Вскоре ушли и мы с фон Шелленбергом. Я первым домчался до двери люкса и перевесил табличку "Не беспокоить" с наружной ручки на внутреннюю. Когда же в половине десятого мы собрались на экскурсию, я снова вывесил табличку, причем немец ничего не заметил.
Такси довезло нас до Национального музея; это расстояние можно было пройти пешком, не будь фон Шелленберг такой важной птицей. Ходить пешком ниже его достоинства, вот и пришлось, не торгуясь, платить изумленному водителю столько, сколько он заломил.

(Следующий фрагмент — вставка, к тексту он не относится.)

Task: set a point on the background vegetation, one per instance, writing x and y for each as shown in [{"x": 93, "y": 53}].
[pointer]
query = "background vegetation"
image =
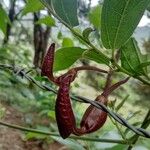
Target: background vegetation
[{"x": 26, "y": 30}]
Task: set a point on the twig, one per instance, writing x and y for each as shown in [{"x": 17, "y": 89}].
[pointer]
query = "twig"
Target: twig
[
  {"x": 118, "y": 118},
  {"x": 56, "y": 134}
]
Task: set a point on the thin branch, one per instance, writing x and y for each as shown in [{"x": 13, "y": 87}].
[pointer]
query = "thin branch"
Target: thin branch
[
  {"x": 118, "y": 118},
  {"x": 56, "y": 134}
]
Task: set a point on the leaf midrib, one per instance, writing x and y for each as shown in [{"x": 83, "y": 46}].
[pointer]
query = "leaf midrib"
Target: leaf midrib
[{"x": 120, "y": 22}]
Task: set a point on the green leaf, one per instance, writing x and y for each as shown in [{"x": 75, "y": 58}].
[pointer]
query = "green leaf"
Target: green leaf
[
  {"x": 119, "y": 20},
  {"x": 95, "y": 16},
  {"x": 67, "y": 11},
  {"x": 121, "y": 103},
  {"x": 4, "y": 20},
  {"x": 47, "y": 20},
  {"x": 95, "y": 56},
  {"x": 67, "y": 42},
  {"x": 87, "y": 32},
  {"x": 65, "y": 57},
  {"x": 32, "y": 6},
  {"x": 145, "y": 64},
  {"x": 131, "y": 58}
]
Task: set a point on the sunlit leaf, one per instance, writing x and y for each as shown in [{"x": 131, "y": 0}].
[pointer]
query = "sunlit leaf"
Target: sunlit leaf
[
  {"x": 131, "y": 58},
  {"x": 95, "y": 56},
  {"x": 86, "y": 32},
  {"x": 67, "y": 42},
  {"x": 119, "y": 20},
  {"x": 95, "y": 16},
  {"x": 67, "y": 11},
  {"x": 48, "y": 20},
  {"x": 4, "y": 20},
  {"x": 32, "y": 6},
  {"x": 66, "y": 56}
]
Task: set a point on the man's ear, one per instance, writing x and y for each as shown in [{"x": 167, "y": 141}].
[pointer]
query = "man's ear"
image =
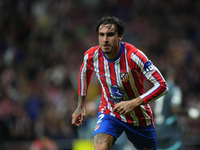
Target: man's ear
[{"x": 120, "y": 37}]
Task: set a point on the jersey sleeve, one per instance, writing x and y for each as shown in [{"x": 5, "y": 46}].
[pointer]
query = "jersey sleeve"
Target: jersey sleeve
[
  {"x": 150, "y": 73},
  {"x": 85, "y": 75}
]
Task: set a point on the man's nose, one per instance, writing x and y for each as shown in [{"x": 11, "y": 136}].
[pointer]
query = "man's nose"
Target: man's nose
[{"x": 105, "y": 39}]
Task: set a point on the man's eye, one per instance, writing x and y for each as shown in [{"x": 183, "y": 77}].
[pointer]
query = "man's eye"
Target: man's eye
[
  {"x": 101, "y": 34},
  {"x": 111, "y": 34}
]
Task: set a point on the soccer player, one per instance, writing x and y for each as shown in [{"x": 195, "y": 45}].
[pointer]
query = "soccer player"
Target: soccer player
[
  {"x": 167, "y": 110},
  {"x": 121, "y": 70}
]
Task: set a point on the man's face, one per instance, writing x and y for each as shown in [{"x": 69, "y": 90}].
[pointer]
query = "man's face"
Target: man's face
[{"x": 109, "y": 40}]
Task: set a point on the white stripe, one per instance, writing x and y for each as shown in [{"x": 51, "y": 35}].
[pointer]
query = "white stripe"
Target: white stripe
[
  {"x": 146, "y": 116},
  {"x": 83, "y": 77},
  {"x": 96, "y": 69},
  {"x": 108, "y": 81}
]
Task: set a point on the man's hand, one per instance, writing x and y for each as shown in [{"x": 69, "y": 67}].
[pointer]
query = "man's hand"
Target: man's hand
[
  {"x": 78, "y": 117},
  {"x": 126, "y": 107},
  {"x": 79, "y": 114}
]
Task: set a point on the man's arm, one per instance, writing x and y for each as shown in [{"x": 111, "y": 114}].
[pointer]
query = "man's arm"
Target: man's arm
[{"x": 79, "y": 114}]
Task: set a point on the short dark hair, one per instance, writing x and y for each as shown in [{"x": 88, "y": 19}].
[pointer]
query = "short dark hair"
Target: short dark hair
[{"x": 119, "y": 26}]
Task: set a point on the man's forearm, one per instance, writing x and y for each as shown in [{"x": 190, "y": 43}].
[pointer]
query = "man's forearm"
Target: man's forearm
[{"x": 81, "y": 101}]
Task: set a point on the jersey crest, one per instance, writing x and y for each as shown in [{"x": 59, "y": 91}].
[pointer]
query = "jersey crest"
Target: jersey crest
[{"x": 124, "y": 76}]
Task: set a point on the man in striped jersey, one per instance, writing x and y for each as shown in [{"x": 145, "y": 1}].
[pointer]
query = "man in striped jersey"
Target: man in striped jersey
[{"x": 121, "y": 70}]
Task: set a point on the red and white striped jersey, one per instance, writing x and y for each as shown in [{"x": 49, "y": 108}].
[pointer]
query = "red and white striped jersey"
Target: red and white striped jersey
[{"x": 122, "y": 79}]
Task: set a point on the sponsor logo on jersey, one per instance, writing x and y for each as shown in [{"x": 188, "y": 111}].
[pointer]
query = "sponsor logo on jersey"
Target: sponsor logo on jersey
[
  {"x": 148, "y": 148},
  {"x": 97, "y": 127},
  {"x": 116, "y": 92},
  {"x": 148, "y": 67},
  {"x": 124, "y": 76}
]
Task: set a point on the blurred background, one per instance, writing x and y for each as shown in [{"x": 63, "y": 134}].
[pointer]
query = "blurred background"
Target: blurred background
[{"x": 42, "y": 43}]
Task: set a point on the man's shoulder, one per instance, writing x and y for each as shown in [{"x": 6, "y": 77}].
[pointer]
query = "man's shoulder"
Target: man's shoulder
[
  {"x": 92, "y": 50},
  {"x": 130, "y": 46}
]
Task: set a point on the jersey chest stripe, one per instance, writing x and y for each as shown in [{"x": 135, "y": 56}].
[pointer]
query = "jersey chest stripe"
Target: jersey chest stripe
[
  {"x": 101, "y": 77},
  {"x": 83, "y": 79}
]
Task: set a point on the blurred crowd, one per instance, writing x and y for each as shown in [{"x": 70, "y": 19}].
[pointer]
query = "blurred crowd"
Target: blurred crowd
[{"x": 42, "y": 43}]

Снова выдался яркий солнечный день, и двор музея был запружен туристами, все прибывающими в бесконечной веренице микроавтобусов. Протолкавшись сквозь толпу, мы быстро обошли залы, почти ни к чему не выказывая интереса, – от экспоната к экспонату, подобно нищим у витрин дорогих магазинов. Хотя фон Шелленберг и задерживался порой у какого-нибудь предмета, я видел, что мысли его далеки от музейных диковинок. Меня же музеи, как и публичные библиотеки, никогда не привлекали.

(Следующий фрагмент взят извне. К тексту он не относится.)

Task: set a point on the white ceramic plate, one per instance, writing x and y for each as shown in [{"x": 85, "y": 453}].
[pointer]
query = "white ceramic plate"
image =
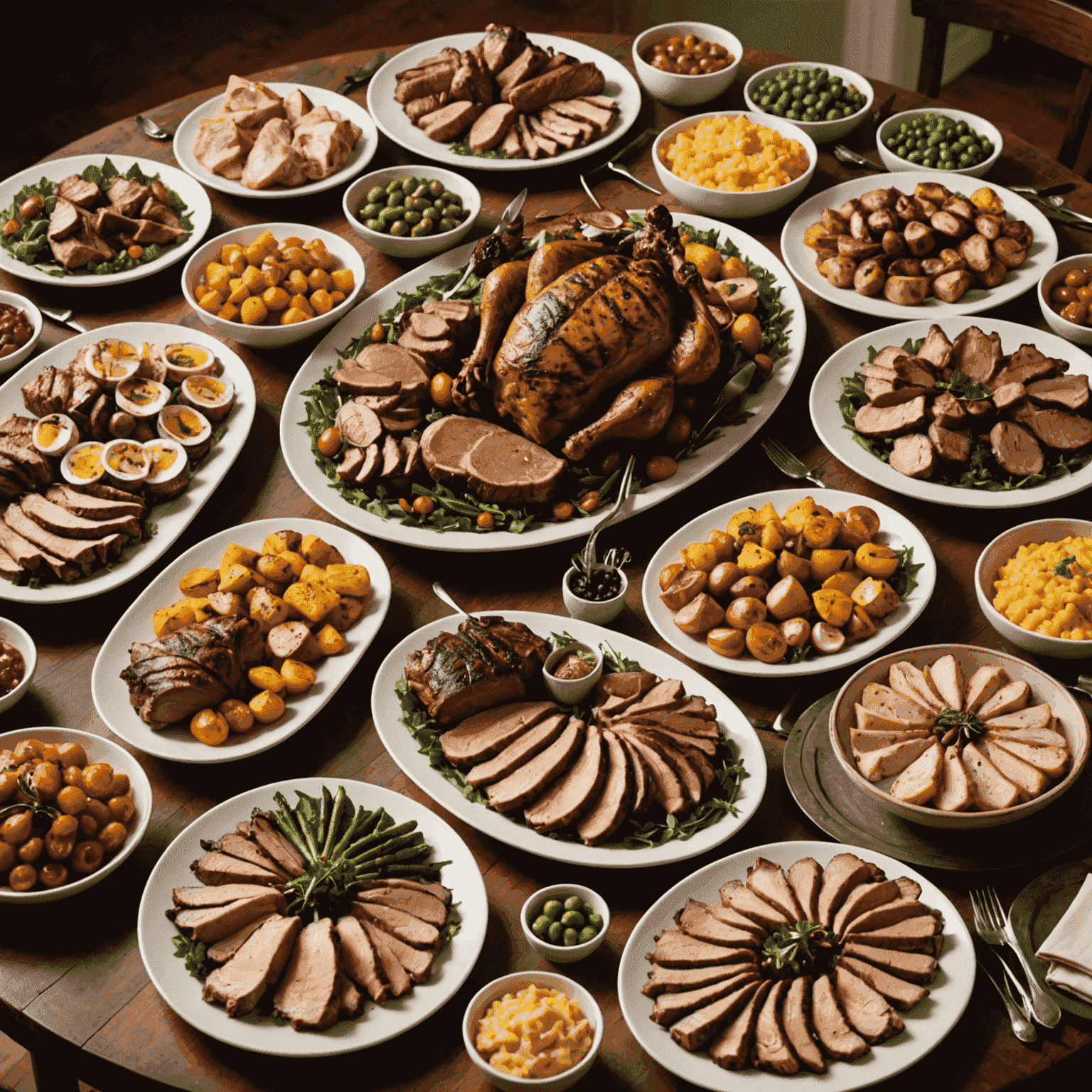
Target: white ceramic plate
[
  {"x": 176, "y": 744},
  {"x": 264, "y": 1034},
  {"x": 99, "y": 751},
  {"x": 926, "y": 1024},
  {"x": 400, "y": 745},
  {"x": 187, "y": 134},
  {"x": 199, "y": 209},
  {"x": 392, "y": 120},
  {"x": 827, "y": 419},
  {"x": 171, "y": 517},
  {"x": 296, "y": 444},
  {"x": 896, "y": 531},
  {"x": 802, "y": 259}
]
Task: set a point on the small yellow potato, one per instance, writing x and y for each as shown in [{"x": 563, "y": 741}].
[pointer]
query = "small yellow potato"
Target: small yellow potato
[{"x": 879, "y": 562}]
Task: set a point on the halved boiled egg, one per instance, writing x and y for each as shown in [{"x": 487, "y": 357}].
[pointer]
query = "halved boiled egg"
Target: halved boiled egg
[
  {"x": 127, "y": 464},
  {"x": 55, "y": 434},
  {"x": 213, "y": 395},
  {"x": 142, "y": 397},
  {"x": 83, "y": 464},
  {"x": 183, "y": 360},
  {"x": 189, "y": 427},
  {"x": 169, "y": 473}
]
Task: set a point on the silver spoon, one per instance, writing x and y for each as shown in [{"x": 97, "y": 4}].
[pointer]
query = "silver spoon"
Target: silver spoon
[
  {"x": 151, "y": 129},
  {"x": 441, "y": 594}
]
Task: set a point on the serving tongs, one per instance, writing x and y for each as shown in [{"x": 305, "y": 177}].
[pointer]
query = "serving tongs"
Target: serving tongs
[
  {"x": 615, "y": 558},
  {"x": 494, "y": 248}
]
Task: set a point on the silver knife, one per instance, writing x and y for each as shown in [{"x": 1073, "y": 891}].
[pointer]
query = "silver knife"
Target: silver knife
[{"x": 505, "y": 218}]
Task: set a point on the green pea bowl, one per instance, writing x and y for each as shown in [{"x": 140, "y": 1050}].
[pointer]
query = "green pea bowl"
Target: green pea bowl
[
  {"x": 963, "y": 126},
  {"x": 547, "y": 902}
]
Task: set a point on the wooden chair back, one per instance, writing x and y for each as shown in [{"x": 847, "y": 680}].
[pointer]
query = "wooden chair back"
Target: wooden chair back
[{"x": 1054, "y": 24}]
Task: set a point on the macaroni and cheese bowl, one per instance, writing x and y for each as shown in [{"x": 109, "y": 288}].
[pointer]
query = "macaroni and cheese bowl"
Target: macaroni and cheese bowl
[
  {"x": 1037, "y": 604},
  {"x": 735, "y": 164},
  {"x": 513, "y": 984}
]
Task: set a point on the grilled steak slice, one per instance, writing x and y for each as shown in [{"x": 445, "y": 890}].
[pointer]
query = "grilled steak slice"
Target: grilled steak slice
[
  {"x": 242, "y": 981},
  {"x": 308, "y": 995},
  {"x": 360, "y": 959}
]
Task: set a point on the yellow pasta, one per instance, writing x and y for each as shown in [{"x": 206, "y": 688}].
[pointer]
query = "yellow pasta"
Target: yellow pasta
[
  {"x": 536, "y": 1032},
  {"x": 1035, "y": 597},
  {"x": 737, "y": 155}
]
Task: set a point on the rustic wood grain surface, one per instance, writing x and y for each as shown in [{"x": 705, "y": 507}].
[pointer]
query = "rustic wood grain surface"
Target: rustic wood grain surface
[{"x": 73, "y": 985}]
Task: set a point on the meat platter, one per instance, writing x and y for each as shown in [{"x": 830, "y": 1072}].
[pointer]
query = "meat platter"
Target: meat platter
[
  {"x": 926, "y": 1024},
  {"x": 840, "y": 439},
  {"x": 264, "y": 1034},
  {"x": 171, "y": 517},
  {"x": 187, "y": 134},
  {"x": 296, "y": 446},
  {"x": 898, "y": 533},
  {"x": 191, "y": 193},
  {"x": 388, "y": 712},
  {"x": 112, "y": 695},
  {"x": 802, "y": 259},
  {"x": 395, "y": 124}
]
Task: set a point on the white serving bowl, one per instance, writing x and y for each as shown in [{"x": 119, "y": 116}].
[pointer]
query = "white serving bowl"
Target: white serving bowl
[
  {"x": 99, "y": 751},
  {"x": 14, "y": 299},
  {"x": 277, "y": 336},
  {"x": 821, "y": 132},
  {"x": 980, "y": 124},
  {"x": 407, "y": 246},
  {"x": 676, "y": 90},
  {"x": 1071, "y": 723},
  {"x": 1079, "y": 336},
  {"x": 558, "y": 953},
  {"x": 509, "y": 984},
  {"x": 992, "y": 560},
  {"x": 570, "y": 692},
  {"x": 18, "y": 638},
  {"x": 727, "y": 205},
  {"x": 600, "y": 613}
]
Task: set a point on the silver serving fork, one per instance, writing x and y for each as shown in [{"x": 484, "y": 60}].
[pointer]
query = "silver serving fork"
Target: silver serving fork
[
  {"x": 788, "y": 464},
  {"x": 992, "y": 926}
]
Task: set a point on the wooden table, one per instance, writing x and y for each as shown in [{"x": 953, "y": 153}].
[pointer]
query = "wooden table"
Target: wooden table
[{"x": 73, "y": 985}]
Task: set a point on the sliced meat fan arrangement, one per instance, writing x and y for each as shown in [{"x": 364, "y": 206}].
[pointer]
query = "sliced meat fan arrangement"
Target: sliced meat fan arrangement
[
  {"x": 958, "y": 744},
  {"x": 786, "y": 972},
  {"x": 505, "y": 93},
  {"x": 315, "y": 906},
  {"x": 648, "y": 743}
]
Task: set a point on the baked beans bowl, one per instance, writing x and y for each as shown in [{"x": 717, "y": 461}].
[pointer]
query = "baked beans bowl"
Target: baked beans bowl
[
  {"x": 99, "y": 749},
  {"x": 674, "y": 87},
  {"x": 821, "y": 132},
  {"x": 986, "y": 572},
  {"x": 34, "y": 317},
  {"x": 1071, "y": 723},
  {"x": 729, "y": 203},
  {"x": 1055, "y": 277}
]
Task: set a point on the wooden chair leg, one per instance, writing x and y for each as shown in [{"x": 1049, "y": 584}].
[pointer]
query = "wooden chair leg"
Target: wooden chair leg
[{"x": 933, "y": 57}]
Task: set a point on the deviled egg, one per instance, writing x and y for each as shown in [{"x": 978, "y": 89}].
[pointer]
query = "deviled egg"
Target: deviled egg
[
  {"x": 83, "y": 464},
  {"x": 142, "y": 397},
  {"x": 188, "y": 426},
  {"x": 55, "y": 434},
  {"x": 213, "y": 395},
  {"x": 127, "y": 464},
  {"x": 169, "y": 471}
]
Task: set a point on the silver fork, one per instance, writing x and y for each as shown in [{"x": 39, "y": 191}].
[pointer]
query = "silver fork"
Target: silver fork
[
  {"x": 151, "y": 129},
  {"x": 992, "y": 924},
  {"x": 788, "y": 464},
  {"x": 1022, "y": 1028}
]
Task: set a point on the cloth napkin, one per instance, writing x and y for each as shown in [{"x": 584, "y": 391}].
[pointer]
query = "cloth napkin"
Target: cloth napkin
[{"x": 1069, "y": 947}]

Переходя от птиц к коллекции бабочек, мы столкнулись с толстым янки из отеля "Бульвар". У него в руке была до смешного миниатюрная фотокамера, и держал он ее так, будто собирался отправить в первую же урну для мусора. Быть телохранителем – нервное занятие, никогда не знаешь, откуда ждать опасности, в каком обличье явится смерть – высшее подтверждение твоей профессиональной непригодности. Увидев американца, я инстинктивно напрягся – отчего он здесь? Ощущая себя туго заведенной пружиной, я пристально следил за каждым его движением. Фон Шелленберг, однако, не обратил на янки ни малейшего внимания, просто его не заметил. Американец переминался в нерешительности, словно собираясь что-то сказать немцу, затем свернул за угол и удалился в том направлении, откуда мы пришли. Очевидно, солнце его разморило и давешнее похмелье еще не прошло.